Apocalypse - 1969 - Apocalypse

Apocalypse 
1969
Apocalypse

 


01. Life Is Your Profession
02. Let It Die
03. Patricia
04. Milkman
05. Try To Please Me
06. Pictures Of My Woman
07. Linda Jones
08. Blowing In Blow
09. Track Reflections Of A Summer (Bonus)

Gerd Müller (vocals, guitar)
Enrico Lombardi (vocals, guitar)
Bernd Scheffler (vocals, percussion, drums)
Jürgen Drews (vocals, guitars)



1969 album recorded by band also known as Die Anderen which is once again is full of excellent harmony laden psychedelic pop with lush production from Giorgio Moroder (the brains behind Donna Summer's "I Feel Love") .The band had started to experiment more on this their second album as the opening 6 minute track "Life is Your Profession" showed.The whole album is obviously influenced by the more stoned end of the Beatles. Detailed booklet rounds of this interesting German outfit.

The roots of the German band Apocalypse, formerly known - in Germany - as Die Anderen (The Others or The Differents), lie in a talent show, the so-called "Beat-Band-Ball", that took place in Kiel's Ostseehalle in 1966. This was where Jürgen Drews (lead guitar, vocals) met the members of the winning band Chimes of Freedom Bernd Scheffler (drums, vocals), Enrico Lombardi (bass, vocals) und Gerd Müller (guitar, vocals).

In his excellent book "STARPALAST und Skinny Minny" a documentary of the 60s and 70s Beat Music scene in the Kiel area author Klaus Härtel writes of the formation of this internationally famous band from northern Germany.

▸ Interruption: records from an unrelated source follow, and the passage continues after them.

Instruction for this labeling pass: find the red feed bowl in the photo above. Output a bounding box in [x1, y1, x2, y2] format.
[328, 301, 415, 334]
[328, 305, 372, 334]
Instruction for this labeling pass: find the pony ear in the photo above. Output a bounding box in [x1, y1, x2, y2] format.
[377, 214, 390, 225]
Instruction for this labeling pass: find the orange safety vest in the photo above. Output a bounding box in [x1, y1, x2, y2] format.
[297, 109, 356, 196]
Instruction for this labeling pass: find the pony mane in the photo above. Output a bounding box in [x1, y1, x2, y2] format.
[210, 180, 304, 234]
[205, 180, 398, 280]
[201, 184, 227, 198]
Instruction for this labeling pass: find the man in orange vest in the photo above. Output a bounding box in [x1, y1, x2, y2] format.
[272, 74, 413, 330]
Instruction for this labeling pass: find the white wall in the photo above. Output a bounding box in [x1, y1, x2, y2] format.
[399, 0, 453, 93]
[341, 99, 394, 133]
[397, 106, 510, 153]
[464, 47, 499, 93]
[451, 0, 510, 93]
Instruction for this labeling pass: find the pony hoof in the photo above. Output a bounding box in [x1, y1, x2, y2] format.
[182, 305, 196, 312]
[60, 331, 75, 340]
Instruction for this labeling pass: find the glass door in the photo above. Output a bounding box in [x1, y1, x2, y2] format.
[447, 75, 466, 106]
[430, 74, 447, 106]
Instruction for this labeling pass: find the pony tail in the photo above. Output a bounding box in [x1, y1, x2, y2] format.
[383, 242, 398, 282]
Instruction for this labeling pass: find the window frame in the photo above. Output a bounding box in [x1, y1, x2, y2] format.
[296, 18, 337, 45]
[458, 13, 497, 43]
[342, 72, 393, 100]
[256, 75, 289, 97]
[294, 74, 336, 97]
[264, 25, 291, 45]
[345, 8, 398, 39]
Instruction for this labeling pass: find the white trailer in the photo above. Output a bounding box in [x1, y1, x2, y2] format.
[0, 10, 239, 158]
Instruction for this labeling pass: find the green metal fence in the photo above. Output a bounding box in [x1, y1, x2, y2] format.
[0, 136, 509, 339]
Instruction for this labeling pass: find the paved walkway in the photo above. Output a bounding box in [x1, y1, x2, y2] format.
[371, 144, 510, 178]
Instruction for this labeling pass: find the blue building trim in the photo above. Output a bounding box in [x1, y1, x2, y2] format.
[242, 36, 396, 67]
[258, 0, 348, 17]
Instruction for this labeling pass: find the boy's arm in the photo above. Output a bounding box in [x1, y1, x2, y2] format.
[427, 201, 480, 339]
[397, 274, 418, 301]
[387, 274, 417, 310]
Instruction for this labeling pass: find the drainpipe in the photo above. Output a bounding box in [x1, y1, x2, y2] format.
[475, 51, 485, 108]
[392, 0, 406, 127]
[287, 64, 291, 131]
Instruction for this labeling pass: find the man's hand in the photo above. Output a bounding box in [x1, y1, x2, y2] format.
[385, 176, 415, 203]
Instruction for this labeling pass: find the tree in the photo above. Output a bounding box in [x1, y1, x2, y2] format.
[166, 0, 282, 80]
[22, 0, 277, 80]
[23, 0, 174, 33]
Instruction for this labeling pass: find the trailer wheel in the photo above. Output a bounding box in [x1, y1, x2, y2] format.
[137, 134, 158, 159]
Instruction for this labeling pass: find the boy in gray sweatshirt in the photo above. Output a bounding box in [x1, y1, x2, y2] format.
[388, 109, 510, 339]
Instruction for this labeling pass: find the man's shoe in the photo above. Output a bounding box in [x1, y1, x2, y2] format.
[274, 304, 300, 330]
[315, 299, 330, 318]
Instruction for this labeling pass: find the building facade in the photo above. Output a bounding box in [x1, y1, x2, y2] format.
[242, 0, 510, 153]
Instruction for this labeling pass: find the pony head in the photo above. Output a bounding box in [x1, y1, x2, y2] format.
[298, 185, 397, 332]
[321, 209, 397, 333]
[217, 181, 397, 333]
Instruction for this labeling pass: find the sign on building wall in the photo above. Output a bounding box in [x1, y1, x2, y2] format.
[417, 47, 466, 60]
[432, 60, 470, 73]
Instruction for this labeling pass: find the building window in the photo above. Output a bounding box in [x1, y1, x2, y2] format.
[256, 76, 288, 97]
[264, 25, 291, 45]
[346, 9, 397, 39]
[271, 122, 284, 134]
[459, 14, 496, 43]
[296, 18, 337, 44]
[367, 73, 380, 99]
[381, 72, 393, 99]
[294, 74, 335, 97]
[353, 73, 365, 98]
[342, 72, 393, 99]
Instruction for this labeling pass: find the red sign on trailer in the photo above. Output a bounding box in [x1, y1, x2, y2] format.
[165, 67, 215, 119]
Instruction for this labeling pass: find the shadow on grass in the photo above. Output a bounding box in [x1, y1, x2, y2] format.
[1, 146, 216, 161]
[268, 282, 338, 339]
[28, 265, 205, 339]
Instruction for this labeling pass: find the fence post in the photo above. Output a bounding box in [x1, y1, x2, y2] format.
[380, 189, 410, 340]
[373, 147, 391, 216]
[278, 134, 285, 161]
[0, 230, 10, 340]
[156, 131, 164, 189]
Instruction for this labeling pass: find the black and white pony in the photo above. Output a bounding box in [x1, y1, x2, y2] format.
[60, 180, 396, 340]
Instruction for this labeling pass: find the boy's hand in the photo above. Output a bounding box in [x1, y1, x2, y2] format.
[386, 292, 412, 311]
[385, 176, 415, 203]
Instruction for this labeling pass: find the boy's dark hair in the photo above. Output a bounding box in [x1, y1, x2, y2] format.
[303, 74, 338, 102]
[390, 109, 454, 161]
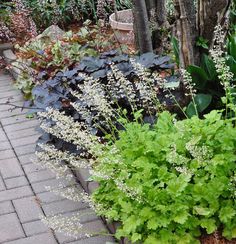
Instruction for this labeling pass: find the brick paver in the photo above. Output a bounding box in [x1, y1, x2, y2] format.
[0, 70, 114, 243]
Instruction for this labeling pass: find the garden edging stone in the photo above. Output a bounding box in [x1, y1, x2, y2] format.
[0, 43, 13, 55]
[2, 48, 20, 80]
[74, 168, 130, 244]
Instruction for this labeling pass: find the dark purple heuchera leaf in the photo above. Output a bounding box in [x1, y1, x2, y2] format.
[34, 51, 176, 147]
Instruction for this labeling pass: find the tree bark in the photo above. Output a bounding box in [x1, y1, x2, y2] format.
[145, 0, 167, 52]
[173, 0, 198, 68]
[197, 0, 231, 46]
[132, 0, 153, 53]
[132, 0, 231, 63]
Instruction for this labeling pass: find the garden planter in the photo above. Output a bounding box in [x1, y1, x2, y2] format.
[109, 9, 134, 45]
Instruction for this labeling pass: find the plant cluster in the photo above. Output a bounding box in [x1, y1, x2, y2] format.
[182, 25, 236, 116]
[32, 52, 175, 148]
[93, 109, 236, 243]
[23, 0, 132, 29]
[14, 23, 121, 99]
[35, 65, 236, 243]
[0, 1, 15, 43]
[0, 0, 37, 43]
[32, 24, 236, 243]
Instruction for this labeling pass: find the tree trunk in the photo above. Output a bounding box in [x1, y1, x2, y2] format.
[145, 0, 167, 52]
[173, 0, 231, 68]
[173, 0, 198, 68]
[132, 0, 231, 63]
[132, 0, 153, 53]
[197, 0, 231, 47]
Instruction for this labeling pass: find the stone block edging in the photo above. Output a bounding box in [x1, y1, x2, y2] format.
[74, 168, 130, 244]
[0, 43, 13, 55]
[2, 48, 20, 80]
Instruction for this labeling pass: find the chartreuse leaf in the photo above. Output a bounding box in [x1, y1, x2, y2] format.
[223, 225, 236, 239]
[223, 223, 236, 240]
[144, 235, 162, 244]
[174, 211, 189, 224]
[219, 205, 236, 223]
[193, 206, 211, 216]
[131, 233, 142, 242]
[147, 218, 159, 230]
[200, 218, 217, 234]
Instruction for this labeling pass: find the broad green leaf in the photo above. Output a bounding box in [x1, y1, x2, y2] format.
[186, 94, 212, 117]
[201, 54, 217, 80]
[186, 101, 197, 118]
[187, 65, 209, 89]
[194, 94, 212, 112]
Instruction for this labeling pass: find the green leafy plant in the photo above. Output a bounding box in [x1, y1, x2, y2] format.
[0, 1, 12, 22]
[14, 23, 120, 98]
[196, 36, 209, 49]
[24, 0, 132, 29]
[186, 55, 222, 117]
[24, 0, 97, 28]
[92, 110, 236, 243]
[30, 22, 236, 243]
[171, 36, 179, 66]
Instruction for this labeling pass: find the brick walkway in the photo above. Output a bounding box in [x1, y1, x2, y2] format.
[0, 70, 114, 244]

Jürgen Drews was born 02.04.1948 in Schleswig. When he was 14 he became a banjo player in a jazz band called Snirpels and discovered beat music through the cover band Monkeys. After the "Beat-Band-Ball" Drews successfully asked to join Chimes of Freedom as their lead guitarist. After a while their manager decided to change the band's sound and name. A German band should have a German name - this was not typical of the times. The name Die Anderen was chosen and contact with record company Ariola's in-house producer Giorgio Moroder followed. Moroder produced 2 albums and some singles for them. The band was notable for having four excellent harmonious vocalists, a keenness to play, originality coupled with a total commitment to making money. But they still had a long way to go and there were problems with differing attitudes about the essence and purpose of their music.

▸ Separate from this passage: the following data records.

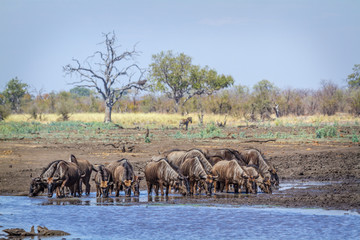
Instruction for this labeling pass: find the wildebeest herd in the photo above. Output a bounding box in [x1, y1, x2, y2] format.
[29, 147, 279, 198]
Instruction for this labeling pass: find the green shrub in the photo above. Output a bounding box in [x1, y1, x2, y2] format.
[351, 133, 359, 143]
[199, 123, 224, 138]
[0, 104, 11, 121]
[316, 125, 337, 138]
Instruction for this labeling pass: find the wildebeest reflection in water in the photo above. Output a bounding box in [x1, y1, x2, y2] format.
[41, 198, 90, 206]
[96, 196, 140, 205]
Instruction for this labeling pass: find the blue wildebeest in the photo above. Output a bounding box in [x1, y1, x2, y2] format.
[144, 158, 190, 196]
[93, 164, 113, 198]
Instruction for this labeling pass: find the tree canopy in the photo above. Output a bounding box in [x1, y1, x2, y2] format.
[347, 64, 360, 88]
[149, 50, 234, 112]
[2, 77, 28, 113]
[63, 32, 147, 122]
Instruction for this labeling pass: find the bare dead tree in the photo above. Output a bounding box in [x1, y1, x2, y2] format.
[63, 32, 147, 123]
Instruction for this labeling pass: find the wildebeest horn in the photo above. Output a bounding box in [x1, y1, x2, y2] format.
[69, 154, 79, 165]
[92, 164, 100, 172]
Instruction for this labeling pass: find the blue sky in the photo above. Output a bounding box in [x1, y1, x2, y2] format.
[1, 0, 359, 93]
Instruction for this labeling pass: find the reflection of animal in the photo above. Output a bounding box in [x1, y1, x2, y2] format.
[144, 158, 189, 196]
[69, 154, 93, 195]
[211, 160, 255, 194]
[179, 117, 192, 130]
[179, 157, 217, 196]
[242, 148, 278, 189]
[93, 165, 113, 198]
[166, 149, 213, 173]
[47, 160, 82, 198]
[112, 159, 142, 197]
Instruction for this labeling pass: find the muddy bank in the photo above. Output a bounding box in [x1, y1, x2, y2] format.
[0, 128, 359, 211]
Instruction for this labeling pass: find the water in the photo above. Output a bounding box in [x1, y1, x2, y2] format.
[0, 189, 359, 240]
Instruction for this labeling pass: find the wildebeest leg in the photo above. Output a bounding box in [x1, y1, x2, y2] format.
[225, 180, 230, 193]
[96, 185, 101, 197]
[159, 181, 165, 196]
[115, 182, 120, 197]
[155, 183, 159, 196]
[165, 184, 169, 196]
[76, 180, 81, 197]
[146, 181, 152, 195]
[85, 176, 91, 195]
[56, 187, 61, 198]
[234, 184, 239, 193]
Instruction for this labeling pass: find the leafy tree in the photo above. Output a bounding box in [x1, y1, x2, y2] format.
[64, 32, 147, 123]
[318, 80, 342, 115]
[348, 88, 360, 115]
[347, 64, 360, 88]
[2, 77, 28, 113]
[70, 87, 91, 97]
[250, 80, 277, 120]
[149, 50, 234, 112]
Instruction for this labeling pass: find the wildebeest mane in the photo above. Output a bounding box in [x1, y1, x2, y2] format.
[179, 150, 212, 173]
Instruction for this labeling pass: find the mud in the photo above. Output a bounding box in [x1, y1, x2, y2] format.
[0, 126, 359, 212]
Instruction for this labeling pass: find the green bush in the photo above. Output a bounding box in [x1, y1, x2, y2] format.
[351, 133, 359, 143]
[316, 125, 337, 138]
[0, 104, 11, 121]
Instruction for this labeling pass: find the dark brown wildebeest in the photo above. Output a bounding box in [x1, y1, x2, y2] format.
[179, 157, 217, 196]
[242, 164, 272, 194]
[112, 159, 143, 197]
[165, 149, 213, 173]
[179, 117, 192, 130]
[29, 160, 64, 197]
[106, 158, 128, 175]
[93, 164, 113, 198]
[106, 158, 142, 196]
[211, 160, 256, 194]
[69, 154, 93, 195]
[47, 160, 82, 198]
[242, 148, 279, 189]
[144, 158, 190, 196]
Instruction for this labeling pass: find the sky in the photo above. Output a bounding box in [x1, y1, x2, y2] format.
[0, 0, 359, 94]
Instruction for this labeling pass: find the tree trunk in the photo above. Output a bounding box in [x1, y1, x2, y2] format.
[104, 104, 112, 123]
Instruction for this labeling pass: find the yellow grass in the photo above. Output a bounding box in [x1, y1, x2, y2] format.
[5, 113, 238, 127]
[5, 112, 360, 127]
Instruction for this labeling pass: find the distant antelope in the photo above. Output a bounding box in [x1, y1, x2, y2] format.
[179, 117, 192, 130]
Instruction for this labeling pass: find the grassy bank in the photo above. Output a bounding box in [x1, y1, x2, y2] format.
[1, 113, 359, 144]
[5, 112, 360, 127]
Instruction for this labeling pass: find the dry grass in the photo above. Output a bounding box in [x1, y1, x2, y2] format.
[5, 113, 238, 127]
[5, 112, 360, 127]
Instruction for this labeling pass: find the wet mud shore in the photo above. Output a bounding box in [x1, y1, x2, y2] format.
[1, 127, 359, 212]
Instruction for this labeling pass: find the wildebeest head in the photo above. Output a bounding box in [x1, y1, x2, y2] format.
[29, 177, 47, 197]
[200, 174, 218, 196]
[175, 176, 190, 196]
[247, 176, 258, 194]
[258, 177, 272, 194]
[131, 176, 143, 196]
[123, 179, 132, 197]
[269, 168, 279, 187]
[47, 177, 63, 198]
[100, 172, 113, 198]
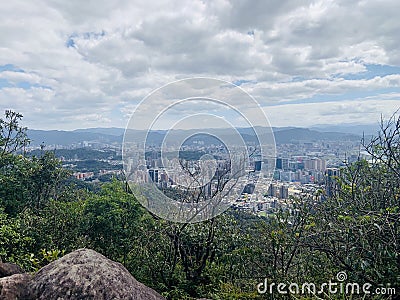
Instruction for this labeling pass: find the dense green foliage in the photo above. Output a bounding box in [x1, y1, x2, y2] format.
[0, 110, 399, 299]
[28, 148, 120, 161]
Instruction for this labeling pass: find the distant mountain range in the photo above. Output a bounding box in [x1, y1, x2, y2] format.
[310, 123, 381, 136]
[27, 129, 122, 146]
[27, 125, 368, 147]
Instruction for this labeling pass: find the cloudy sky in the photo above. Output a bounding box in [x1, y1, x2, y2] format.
[0, 0, 399, 130]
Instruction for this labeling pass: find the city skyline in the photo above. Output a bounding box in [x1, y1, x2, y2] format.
[1, 1, 400, 130]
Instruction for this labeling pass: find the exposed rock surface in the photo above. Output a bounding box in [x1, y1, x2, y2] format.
[0, 273, 32, 299]
[0, 262, 24, 278]
[29, 248, 165, 299]
[0, 248, 165, 300]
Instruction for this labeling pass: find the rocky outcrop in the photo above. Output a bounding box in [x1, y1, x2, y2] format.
[0, 249, 165, 300]
[0, 273, 32, 299]
[0, 262, 24, 278]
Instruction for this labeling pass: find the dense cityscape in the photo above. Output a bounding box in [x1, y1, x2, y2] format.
[26, 127, 368, 218]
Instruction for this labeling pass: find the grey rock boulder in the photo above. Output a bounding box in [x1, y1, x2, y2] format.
[0, 273, 32, 299]
[29, 248, 165, 299]
[0, 262, 24, 278]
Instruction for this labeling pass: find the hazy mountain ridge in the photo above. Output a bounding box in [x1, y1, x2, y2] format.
[310, 123, 381, 136]
[27, 126, 363, 147]
[27, 129, 121, 146]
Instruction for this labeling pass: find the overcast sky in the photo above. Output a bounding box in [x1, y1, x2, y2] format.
[0, 0, 399, 130]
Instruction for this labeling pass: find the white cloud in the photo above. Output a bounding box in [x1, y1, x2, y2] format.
[0, 0, 399, 129]
[263, 97, 400, 127]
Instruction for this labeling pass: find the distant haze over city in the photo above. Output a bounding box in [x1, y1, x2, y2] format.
[26, 125, 372, 148]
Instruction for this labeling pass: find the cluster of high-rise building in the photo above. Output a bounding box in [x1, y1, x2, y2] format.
[73, 172, 94, 180]
[324, 167, 340, 198]
[266, 183, 289, 199]
[122, 136, 360, 217]
[274, 156, 327, 183]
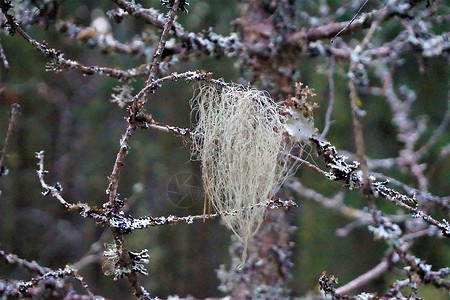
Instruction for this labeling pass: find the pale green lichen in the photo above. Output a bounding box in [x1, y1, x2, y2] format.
[191, 83, 296, 268]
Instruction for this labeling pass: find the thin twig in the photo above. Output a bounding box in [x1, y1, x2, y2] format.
[320, 55, 335, 139]
[331, 0, 369, 43]
[148, 123, 191, 137]
[349, 80, 371, 192]
[336, 244, 412, 296]
[377, 64, 429, 191]
[288, 180, 363, 219]
[35, 151, 72, 209]
[335, 258, 390, 295]
[145, 2, 179, 85]
[417, 97, 450, 156]
[288, 153, 328, 176]
[133, 0, 183, 106]
[105, 122, 142, 297]
[0, 247, 51, 275]
[0, 39, 9, 68]
[0, 103, 19, 176]
[106, 123, 135, 205]
[134, 69, 227, 100]
[347, 8, 387, 203]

However, Die Anderen got the opportunity to play on "Show Chance 67", a ZDF national television show in the section "singing groups with instrumental backing". This raised the band's profile within their record company after which the company were prepared to fulfil all the band's wishes and gave them a blank cheque. Germany's top producers and arrangers were at their disposal together with the best available session musicians and the best studio - Pye Record Studio in London. It was in the Pye studio in July 1968 they started recording four singles, three of which were written by Müller and Lombardi.

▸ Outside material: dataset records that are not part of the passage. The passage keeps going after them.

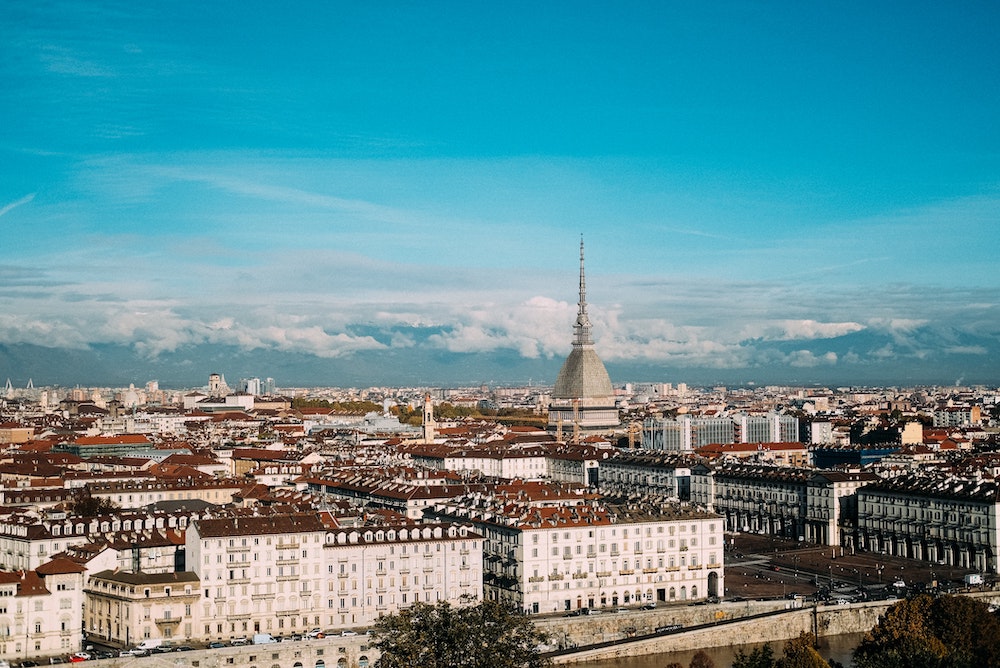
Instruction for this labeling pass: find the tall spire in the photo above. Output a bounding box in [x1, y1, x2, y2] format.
[574, 236, 594, 347]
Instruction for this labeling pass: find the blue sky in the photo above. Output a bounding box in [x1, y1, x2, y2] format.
[2, 1, 1000, 388]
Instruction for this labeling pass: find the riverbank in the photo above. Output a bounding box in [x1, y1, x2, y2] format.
[569, 632, 866, 668]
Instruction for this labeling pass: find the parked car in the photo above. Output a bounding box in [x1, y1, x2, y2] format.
[641, 602, 656, 610]
[68, 654, 89, 664]
[340, 630, 357, 637]
[208, 642, 227, 649]
[307, 629, 326, 639]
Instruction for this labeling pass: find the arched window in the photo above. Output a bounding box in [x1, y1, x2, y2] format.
[358, 657, 369, 668]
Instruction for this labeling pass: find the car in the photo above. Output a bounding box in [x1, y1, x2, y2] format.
[68, 655, 89, 664]
[339, 630, 357, 637]
[231, 637, 249, 646]
[641, 602, 656, 610]
[290, 633, 303, 642]
[307, 629, 325, 639]
[21, 661, 40, 667]
[614, 608, 628, 613]
[208, 642, 227, 649]
[119, 650, 145, 658]
[173, 647, 194, 652]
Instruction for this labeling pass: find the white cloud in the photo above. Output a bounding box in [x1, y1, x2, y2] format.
[0, 193, 36, 218]
[787, 350, 838, 368]
[739, 320, 865, 342]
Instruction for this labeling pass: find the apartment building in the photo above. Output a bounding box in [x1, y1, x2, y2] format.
[857, 472, 1000, 574]
[83, 571, 200, 647]
[598, 452, 698, 500]
[428, 494, 724, 615]
[932, 405, 982, 427]
[641, 413, 799, 453]
[691, 462, 882, 548]
[185, 512, 482, 641]
[322, 522, 482, 630]
[0, 510, 192, 572]
[0, 558, 87, 662]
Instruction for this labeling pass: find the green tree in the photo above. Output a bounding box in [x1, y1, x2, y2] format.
[370, 599, 550, 668]
[777, 633, 829, 668]
[733, 643, 776, 668]
[853, 595, 1000, 668]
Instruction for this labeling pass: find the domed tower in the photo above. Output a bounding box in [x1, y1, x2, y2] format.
[547, 239, 620, 436]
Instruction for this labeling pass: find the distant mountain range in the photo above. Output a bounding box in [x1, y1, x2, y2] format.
[2, 324, 997, 390]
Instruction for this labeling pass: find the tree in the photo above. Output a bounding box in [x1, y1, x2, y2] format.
[66, 487, 119, 517]
[689, 650, 716, 668]
[733, 644, 776, 668]
[777, 633, 829, 668]
[853, 595, 1000, 668]
[370, 599, 551, 668]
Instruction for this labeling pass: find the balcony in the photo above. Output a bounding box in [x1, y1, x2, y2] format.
[642, 568, 658, 574]
[548, 574, 564, 581]
[528, 576, 544, 583]
[154, 616, 181, 626]
[595, 571, 612, 578]
[619, 569, 634, 576]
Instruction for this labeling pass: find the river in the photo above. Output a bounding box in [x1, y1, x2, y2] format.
[568, 632, 864, 667]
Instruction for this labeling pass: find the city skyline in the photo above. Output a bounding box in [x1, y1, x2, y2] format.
[2, 2, 1000, 388]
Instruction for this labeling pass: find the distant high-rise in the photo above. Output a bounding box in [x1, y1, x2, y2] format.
[547, 239, 620, 435]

With pride the four heroes returned home to Kiel from London, Drew reminisces today, and soon realised that it would be difficult to have a career if they remained as they were - different. They were heralded by creative but broke young filmmakers. They sang in a ZDF produced TV film "Zwischen Beat und Bach" (Between Beat and Bach) and in another ZDF programme they were the choir in the Wagner Opera "Meistersinger".
Their album "Kannibal Komix", released in 1968 on Ariola, was a milestone. The US film producer George Moorse, who was living in Munich at the time, got hold of a copy of the LP. Using the album as a soundtrack he produced the ghost film "Das Haus in Weiß" (The House in White). The film was as chaotic as the Beatles' "Magical Mystery Tour" and as such reflected the times.
The real kick to their career came in Hamburg's Star Club. A group of American managers travelled to Hamburg hoping to sign a German group. They had the choice of Hamburg band Wonderland with ex-Rattle Achim Reichel and a hitherto unknown musician and ex-US Army sergeant organist Les Humphries or "Die Anderen". The boys got their first US record deal. Colossus Records released the band's debut American record, 1968, under the name "Apocalypse" (LHC 23). This second album, a year later was also released in America.
The band's US career was over before it could really begin. Colossus Records went bust, things were also not going according to plan. The two albums and five singles were released internationally and while there is no doubt the music was artistically valuable and excellently produced nobody wanted to buy it. On 28.12.1969 the band split after a final gig in their hometown Kiel. Jürgen Drews went to Rome and became a movie actor. He also recorded his first solo single before joining the Les Humphries Singers with whom he enjoyed success for 5 years. Following this he started his solo career with which he is still well received by the media.